Here are some concrete approaches that I’ve often used:
- Start with the question. Inventory is unstable? OK, put inventory on the diagram. It’s a stock, so what are the flows? Put them on the diagram. Are the inflows and outflows unstable, or just one? Follow the unstable direction….
- Start with the data. We get this a lot in marketing science projects. There’s typically a big pile of Nielsen or IMS data on price, promotion and distribution. How does that drive sales? You can do a little data mining for insight, but typically the data describes less than half of what’s going on, so more importantly, what else drives sales? How do brand equity, supply chain performance, and other dynamics introduce feedback into the picture?
- Start with a spreadsheet. There’s always a spreadsheet. It’s probably open loop and static, but it captures features that someone thought were important. Audit the spreadsheet to discover its structure, then make it dynamic.
- Start with the goal. You want to maximize profit? Write down a P&L, then trace each item. Where does revenue come from? What drives costs? When you answer these questions, look for the key strategic stocks that govern the behavior – people, capital, perceptions, etc.

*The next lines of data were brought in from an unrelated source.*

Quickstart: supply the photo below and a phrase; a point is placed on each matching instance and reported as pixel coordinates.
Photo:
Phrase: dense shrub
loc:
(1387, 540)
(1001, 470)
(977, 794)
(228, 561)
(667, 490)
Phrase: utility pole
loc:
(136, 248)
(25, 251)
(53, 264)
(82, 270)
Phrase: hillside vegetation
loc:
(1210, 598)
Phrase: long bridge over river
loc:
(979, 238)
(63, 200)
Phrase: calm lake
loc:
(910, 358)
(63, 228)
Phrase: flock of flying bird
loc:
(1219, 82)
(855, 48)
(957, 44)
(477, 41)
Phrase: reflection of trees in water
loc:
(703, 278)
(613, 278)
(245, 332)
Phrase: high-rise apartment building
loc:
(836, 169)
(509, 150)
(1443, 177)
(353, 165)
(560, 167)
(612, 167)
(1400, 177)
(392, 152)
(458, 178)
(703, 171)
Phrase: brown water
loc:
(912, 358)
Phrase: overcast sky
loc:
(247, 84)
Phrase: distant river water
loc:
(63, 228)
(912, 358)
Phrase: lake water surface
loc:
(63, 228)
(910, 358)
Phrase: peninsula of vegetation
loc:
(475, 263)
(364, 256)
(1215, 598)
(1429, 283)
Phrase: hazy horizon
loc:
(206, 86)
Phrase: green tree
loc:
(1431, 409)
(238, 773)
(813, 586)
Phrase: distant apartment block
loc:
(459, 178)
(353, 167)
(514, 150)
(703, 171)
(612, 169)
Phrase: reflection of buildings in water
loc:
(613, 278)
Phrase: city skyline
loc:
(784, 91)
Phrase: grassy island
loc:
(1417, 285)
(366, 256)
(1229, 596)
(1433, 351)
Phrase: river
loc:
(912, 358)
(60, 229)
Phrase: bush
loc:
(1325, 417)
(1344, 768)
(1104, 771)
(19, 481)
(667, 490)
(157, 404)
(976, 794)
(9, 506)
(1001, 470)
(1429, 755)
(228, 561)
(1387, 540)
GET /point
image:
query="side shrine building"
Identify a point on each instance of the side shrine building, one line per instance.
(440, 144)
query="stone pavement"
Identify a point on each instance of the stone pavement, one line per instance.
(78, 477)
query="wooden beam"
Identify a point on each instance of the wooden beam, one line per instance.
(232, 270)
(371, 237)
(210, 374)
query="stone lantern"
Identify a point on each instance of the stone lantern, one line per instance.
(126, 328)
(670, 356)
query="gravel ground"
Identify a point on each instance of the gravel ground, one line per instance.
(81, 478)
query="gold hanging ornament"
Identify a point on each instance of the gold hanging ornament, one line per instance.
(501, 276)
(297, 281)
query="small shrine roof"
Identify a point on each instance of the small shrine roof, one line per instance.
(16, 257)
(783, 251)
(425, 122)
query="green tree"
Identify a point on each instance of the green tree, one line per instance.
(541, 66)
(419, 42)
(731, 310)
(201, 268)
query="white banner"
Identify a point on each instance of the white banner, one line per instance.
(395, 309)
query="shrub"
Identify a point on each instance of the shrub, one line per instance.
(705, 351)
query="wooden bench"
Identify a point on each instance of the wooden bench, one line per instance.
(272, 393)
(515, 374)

- Start with the physics. What are the key stocks of scarce resources in the system? Equipment, people, money, knowledge? What makes them change, and where are the decisions?
- Start with the stakeholders. What are the major constituencies in the problem domain. What do they want, and what stocks are they looking at to guide how they get it?
The key thing is to remember that modeling is an iterative process at every level. The data might be wrong. The equations will be wrong. The equations might be in the wrong structure. The structure might describe the wrong problem. This is normal. Don’t be afraid to back up and start over.